The deal would send Fox’s studio and cable network operations, plus stakes in key assets like Hulu and Sky TV, to Disney.

Unlike the vertical combination engineered by AT&T, this would be a horizontal transaction, meaning it would add assets of the same kind to the same portfolio.

Unless the subject is coal, the regulatory position US president Donald Trump takes is hard to predict.
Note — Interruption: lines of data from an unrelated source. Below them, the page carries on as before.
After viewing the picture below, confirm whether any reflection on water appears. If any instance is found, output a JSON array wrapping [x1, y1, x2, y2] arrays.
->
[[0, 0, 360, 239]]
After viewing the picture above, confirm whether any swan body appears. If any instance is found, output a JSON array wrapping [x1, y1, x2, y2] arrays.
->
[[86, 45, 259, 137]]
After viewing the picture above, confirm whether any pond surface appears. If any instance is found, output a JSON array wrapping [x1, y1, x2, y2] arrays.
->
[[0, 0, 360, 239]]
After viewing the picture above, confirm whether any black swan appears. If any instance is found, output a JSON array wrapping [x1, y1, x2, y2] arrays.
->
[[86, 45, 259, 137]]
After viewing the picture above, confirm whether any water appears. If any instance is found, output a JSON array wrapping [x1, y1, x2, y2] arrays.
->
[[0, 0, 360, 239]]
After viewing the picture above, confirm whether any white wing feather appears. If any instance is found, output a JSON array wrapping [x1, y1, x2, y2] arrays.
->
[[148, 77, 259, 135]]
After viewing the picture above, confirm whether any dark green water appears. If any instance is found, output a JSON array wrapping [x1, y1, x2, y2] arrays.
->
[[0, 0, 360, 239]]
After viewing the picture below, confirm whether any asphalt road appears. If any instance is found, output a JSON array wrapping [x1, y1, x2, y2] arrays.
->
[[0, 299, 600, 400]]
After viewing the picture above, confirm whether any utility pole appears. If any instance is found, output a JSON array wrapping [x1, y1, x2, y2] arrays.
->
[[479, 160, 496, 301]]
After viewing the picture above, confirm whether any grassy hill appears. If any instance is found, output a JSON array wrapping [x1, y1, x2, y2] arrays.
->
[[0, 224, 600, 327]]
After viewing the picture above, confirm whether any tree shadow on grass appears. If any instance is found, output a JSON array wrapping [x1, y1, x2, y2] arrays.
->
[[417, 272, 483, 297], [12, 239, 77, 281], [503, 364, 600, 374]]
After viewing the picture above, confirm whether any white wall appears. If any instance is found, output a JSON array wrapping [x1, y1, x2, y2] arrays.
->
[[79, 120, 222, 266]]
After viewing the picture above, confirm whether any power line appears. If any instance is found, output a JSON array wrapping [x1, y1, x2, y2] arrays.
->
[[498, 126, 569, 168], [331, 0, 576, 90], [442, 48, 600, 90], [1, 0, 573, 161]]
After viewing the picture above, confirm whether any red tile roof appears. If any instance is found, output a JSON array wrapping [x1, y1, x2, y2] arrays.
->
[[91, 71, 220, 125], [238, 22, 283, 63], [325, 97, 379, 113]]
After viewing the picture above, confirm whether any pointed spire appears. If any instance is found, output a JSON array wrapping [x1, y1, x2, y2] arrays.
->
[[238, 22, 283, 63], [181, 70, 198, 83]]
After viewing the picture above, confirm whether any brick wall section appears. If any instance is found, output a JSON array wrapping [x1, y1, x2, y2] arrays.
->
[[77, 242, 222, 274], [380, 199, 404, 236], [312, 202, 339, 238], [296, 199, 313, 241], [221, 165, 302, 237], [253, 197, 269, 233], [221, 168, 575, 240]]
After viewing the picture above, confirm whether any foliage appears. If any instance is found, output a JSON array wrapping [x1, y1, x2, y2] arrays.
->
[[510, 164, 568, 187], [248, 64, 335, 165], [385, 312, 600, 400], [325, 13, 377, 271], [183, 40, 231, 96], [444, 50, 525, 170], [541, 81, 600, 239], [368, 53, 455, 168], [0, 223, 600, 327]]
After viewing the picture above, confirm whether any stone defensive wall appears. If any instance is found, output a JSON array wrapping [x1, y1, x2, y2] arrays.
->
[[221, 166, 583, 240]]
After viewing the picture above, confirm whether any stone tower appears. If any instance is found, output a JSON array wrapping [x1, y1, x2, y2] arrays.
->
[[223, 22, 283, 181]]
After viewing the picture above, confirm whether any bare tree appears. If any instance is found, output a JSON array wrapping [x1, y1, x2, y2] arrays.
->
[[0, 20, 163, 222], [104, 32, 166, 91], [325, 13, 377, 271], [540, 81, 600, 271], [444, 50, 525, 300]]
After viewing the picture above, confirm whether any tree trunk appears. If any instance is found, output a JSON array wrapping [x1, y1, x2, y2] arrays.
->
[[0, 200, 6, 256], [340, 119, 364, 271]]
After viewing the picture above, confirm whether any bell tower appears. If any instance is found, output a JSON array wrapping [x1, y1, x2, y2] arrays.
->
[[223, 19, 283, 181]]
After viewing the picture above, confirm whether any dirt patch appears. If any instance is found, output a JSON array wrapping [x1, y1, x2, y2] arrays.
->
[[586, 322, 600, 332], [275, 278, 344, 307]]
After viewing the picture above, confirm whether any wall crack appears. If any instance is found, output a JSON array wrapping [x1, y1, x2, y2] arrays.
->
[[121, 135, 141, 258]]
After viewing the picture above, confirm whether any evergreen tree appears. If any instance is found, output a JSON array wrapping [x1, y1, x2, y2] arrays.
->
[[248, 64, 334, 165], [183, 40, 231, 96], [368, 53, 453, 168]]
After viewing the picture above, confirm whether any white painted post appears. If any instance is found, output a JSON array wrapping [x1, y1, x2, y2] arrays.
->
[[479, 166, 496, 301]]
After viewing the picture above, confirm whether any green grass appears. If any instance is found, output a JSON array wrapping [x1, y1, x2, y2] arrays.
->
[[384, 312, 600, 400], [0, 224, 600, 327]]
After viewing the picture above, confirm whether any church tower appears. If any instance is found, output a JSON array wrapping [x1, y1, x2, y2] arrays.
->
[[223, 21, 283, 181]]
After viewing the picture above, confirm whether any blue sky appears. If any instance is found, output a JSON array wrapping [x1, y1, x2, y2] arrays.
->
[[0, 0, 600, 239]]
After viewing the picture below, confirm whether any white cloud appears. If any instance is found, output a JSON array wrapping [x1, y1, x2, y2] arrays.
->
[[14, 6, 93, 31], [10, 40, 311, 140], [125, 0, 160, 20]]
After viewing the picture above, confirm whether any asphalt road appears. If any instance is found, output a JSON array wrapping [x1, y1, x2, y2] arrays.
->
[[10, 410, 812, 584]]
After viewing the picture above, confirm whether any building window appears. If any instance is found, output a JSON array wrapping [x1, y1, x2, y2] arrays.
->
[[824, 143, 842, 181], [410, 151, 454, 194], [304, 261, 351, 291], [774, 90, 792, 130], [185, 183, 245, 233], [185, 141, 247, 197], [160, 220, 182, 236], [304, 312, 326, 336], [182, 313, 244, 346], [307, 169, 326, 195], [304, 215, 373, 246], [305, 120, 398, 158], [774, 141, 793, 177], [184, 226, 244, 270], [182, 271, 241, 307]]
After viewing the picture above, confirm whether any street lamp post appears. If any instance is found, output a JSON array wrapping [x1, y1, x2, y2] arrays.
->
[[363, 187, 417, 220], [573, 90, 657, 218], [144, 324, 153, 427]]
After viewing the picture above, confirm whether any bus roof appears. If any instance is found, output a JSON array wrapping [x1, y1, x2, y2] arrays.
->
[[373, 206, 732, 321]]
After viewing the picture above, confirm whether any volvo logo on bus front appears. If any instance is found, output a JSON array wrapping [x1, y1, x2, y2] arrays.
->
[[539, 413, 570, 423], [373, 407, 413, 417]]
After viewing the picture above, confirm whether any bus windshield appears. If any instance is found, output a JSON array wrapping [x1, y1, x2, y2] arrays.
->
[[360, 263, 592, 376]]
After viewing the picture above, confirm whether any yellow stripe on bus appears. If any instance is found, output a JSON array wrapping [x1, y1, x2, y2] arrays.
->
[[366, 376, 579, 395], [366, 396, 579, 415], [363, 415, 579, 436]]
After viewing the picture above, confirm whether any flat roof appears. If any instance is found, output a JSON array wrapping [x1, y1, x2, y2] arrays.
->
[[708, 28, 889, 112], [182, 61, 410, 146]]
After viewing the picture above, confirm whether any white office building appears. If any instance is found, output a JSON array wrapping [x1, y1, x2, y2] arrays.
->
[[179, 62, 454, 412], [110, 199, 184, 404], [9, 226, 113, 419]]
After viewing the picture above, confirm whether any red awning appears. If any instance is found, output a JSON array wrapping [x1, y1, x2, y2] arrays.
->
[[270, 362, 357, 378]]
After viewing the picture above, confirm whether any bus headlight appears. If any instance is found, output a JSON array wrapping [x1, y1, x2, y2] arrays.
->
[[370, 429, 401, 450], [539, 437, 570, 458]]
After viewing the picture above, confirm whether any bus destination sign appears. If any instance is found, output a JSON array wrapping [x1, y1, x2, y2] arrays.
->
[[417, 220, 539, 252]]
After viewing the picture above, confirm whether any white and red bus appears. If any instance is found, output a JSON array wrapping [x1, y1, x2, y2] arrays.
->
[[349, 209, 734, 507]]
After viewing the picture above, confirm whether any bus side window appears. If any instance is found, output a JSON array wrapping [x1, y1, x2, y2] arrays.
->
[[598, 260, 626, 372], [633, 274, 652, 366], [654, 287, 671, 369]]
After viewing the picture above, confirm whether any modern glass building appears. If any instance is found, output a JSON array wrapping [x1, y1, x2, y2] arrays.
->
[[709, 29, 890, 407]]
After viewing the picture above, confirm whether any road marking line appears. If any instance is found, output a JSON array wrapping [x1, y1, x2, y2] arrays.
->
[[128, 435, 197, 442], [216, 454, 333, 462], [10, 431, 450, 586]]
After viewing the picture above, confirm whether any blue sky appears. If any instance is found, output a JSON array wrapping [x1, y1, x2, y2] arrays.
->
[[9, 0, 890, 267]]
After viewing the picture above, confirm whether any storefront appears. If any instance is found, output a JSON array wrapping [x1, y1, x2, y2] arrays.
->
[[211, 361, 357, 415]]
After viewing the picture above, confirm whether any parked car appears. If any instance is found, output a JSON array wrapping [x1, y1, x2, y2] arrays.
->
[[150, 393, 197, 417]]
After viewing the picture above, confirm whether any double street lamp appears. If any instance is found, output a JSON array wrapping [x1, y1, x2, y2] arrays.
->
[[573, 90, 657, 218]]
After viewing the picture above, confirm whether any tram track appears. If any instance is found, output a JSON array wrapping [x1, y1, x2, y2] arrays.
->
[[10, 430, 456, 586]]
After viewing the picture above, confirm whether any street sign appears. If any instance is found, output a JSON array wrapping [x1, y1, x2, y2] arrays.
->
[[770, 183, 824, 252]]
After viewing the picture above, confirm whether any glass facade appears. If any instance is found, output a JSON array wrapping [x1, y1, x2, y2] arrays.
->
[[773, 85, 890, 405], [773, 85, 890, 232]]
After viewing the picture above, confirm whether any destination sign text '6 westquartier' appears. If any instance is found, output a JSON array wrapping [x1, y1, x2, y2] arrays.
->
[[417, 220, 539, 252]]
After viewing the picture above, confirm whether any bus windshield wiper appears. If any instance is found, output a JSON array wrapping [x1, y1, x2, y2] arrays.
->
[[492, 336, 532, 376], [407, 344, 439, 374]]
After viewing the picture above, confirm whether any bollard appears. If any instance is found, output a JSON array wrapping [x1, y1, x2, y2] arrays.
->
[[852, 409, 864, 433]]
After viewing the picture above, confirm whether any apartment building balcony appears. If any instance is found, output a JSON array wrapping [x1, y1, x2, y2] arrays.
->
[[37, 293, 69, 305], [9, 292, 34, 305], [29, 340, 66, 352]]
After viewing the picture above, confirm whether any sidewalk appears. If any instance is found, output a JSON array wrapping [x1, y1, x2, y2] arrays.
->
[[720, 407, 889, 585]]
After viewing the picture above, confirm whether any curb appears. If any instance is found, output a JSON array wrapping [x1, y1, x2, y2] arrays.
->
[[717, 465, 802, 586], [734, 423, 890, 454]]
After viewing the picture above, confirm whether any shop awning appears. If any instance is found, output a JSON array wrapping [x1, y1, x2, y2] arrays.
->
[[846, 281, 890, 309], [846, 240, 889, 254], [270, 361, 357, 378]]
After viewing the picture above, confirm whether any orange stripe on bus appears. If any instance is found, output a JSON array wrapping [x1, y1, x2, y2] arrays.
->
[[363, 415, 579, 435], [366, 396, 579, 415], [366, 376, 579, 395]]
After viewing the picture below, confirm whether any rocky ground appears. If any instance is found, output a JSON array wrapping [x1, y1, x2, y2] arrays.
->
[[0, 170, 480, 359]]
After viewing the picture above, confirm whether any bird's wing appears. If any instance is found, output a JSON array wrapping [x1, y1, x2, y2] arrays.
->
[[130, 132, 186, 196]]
But if the deal goes through he will be on the winning side knowing he has no personal conflict with either of the two companies.

That’s in stark contrast to previous accusations Trump has directed to CNN, branding the broadcaster fake news and standing in the way of the AT&T and Time Warner transaction.

It is claimed that Rupert Murdoch and Trump are in constant communication with each other and the New York Times reports the two talk “almost every day”, though the White House had denied this.

In the UK Fox’s long-running effort to gain full control of UK pay-TV giant Sky TV is under regulatory review. Fox currently owns a 39.1 percent stake in Sky and back in June the UK culture secretary Karen Bradley recommended that the deal be subject to a six-month review by the Competition and Markets Authority to examine its overall effects on the industry.

If the deal goes through, and Fox’s $15.6bn bid for the remainder of Sky TV is accepted, this will majorly improve Walt Disney’s presence in Europe and especially the UK.

The likelihood this transaction will now go through is far more likely now Disney has made its move for Fox’s entertainment assets.